DIE DEUTSCHE BÜHNE: Aber wenn Sie ein Kollege oder eine Kollegin fragt: Was ist das Besondere daran, warum sollte ich überhaupt ins Theater gehen …?
Anett Kaplan: Oft ist es wirklich die persönliche Empfehlung: Eine Kollegin fragte mich neulich nach einem Tipp und war dann mit ihren Eltern in „Vier neue Temperamente“ (Anm. d. Red: Ballett an der Rheinoper). Ihr ging es einfach um die Frage: Versteht das ein normaler Mensch? Man darf den Respekt der Leute vor Theater nicht unterschätzen, die sonst gerne „Tatort“ und Kino gucken und sich nicht in die Oper trauen.
Sandra Rasch: Ich würde nie eine Inszenierung bewerten. Die Angst vor dem „Verstehe ich das?“ ist groß. Das hat viel mit Konventionen zu tun. Für mich funktioniert Theater, wenn es schafft, beim Publikum Reaktionen zu erzeugen. Es geht um die Leerstellen, in denen jeder etwas anderes erfahren kann. Es geht nicht ums Verstehen, sondern ums
gemeinsame Erlebnis.
DIE DEUTSCHE BÜHNE: Wie wünscht sich das Publikum informiert zu werden? Welche Kanäle funktionieren gut: Social Media, klassische Flyer oder Plakate?

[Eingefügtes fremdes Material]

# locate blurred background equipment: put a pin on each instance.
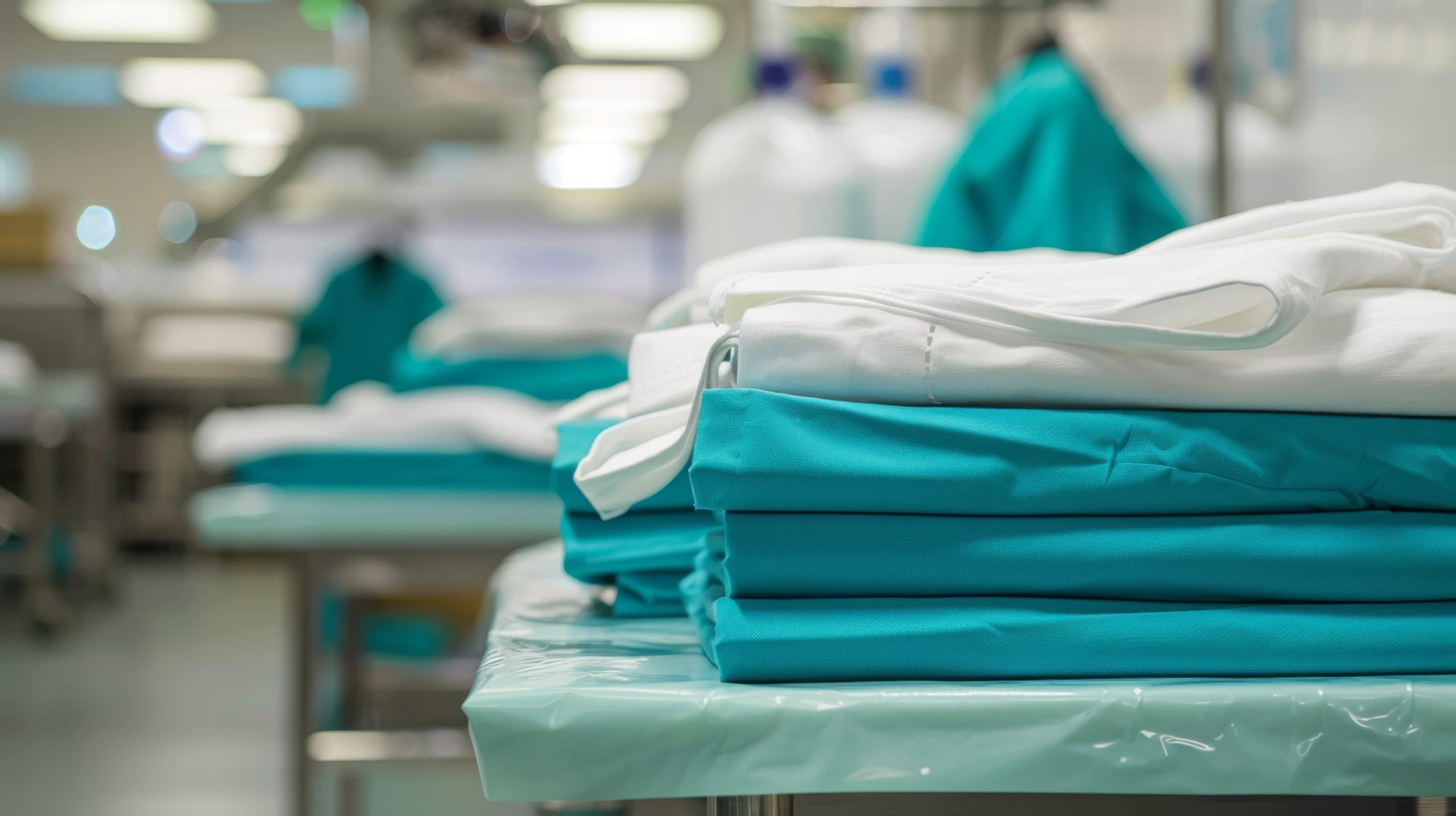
(375, 245)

Anett Kaplan: Ich bin immer wieder überrascht, wie die Empfehlung einer einzigen Person übergeht in den sicheren Kartenkauf von zwei, drei anderen Personen. In Düsseldorf werde ich auch stark durch Plakate angesprochen – das funktioniert bei mir. Bei Social Media muss man sehen, in welchen Zielgruppen man festhängt. Wo sind meine Kolleg:innen? Die kommen gar nicht ins Theaterfoyer, um irgendwelche Flyer zu finden.
Christian Tombeil: Da benennen Sie den entscheidenden Punkt: Sie empfehlen etwas!
DIE DEUTSCHE BÜHNE: Wie informieren Sie denn in der Theatergemeinde Ihr Publikum?
Manuela Jakobs: Wir schreiben regelmäßig alle Abonennt:innen per Post an und haben unser Jahresheft. Und wir versuchen es mit sozialen Medien. Auf unserem Instagram-Account sieht man aber, dass uns eher die Kulturschaffenden selbst folgen, nicht das Publikum …
Anett Kaplan: Könnte man nicht Freikarten verschicken an prominente Influencer? Wenn eine 25-jährige Influencerin mit lokaler Reichweite zwei kostenlose Karten bekäme und einbinden würde in ihre Story …? Experimentiert man damit?
Christian Tombeil: Das machen wir mit unseren Spielclubs, und das funktioniert super, wenn auch nicht über unsere eigenen Kanäle. Wenn die Jugendlichen sich in Nachgesprächen mit den Schauspieler:innen fotografieren. Aber aus der Aboklientel zwischen 55 und 100 ist keiner bei Facebook. (Von Twitter wollen wir uns grad aus politischen Gründen trennen.) Beim Publikum, von dem wir noch leben, funktioniert E-Mail. Wir haben einen klassischen Newsletter, die Leute wollen lesen, dass die Primaballerina ihr zweites Kind bekommt. Ansonsten haben wir die spartenspezifischen Leporellos eingestampft und geben nur noch ein Spielzeitheft heraus.
Sandra Rasch: Beim jungen Publikum geht man natürlich über die theateraffinen Erzieher:innen und Lehrer:innen. Wobei durch den hohen Krankenstand momentan oft nicht genug Personal zur Begleitung der Vorstellungen da ist. Im ländlichen Raum sind
inzwischen sogar die Buskosten manchmal zu hoch.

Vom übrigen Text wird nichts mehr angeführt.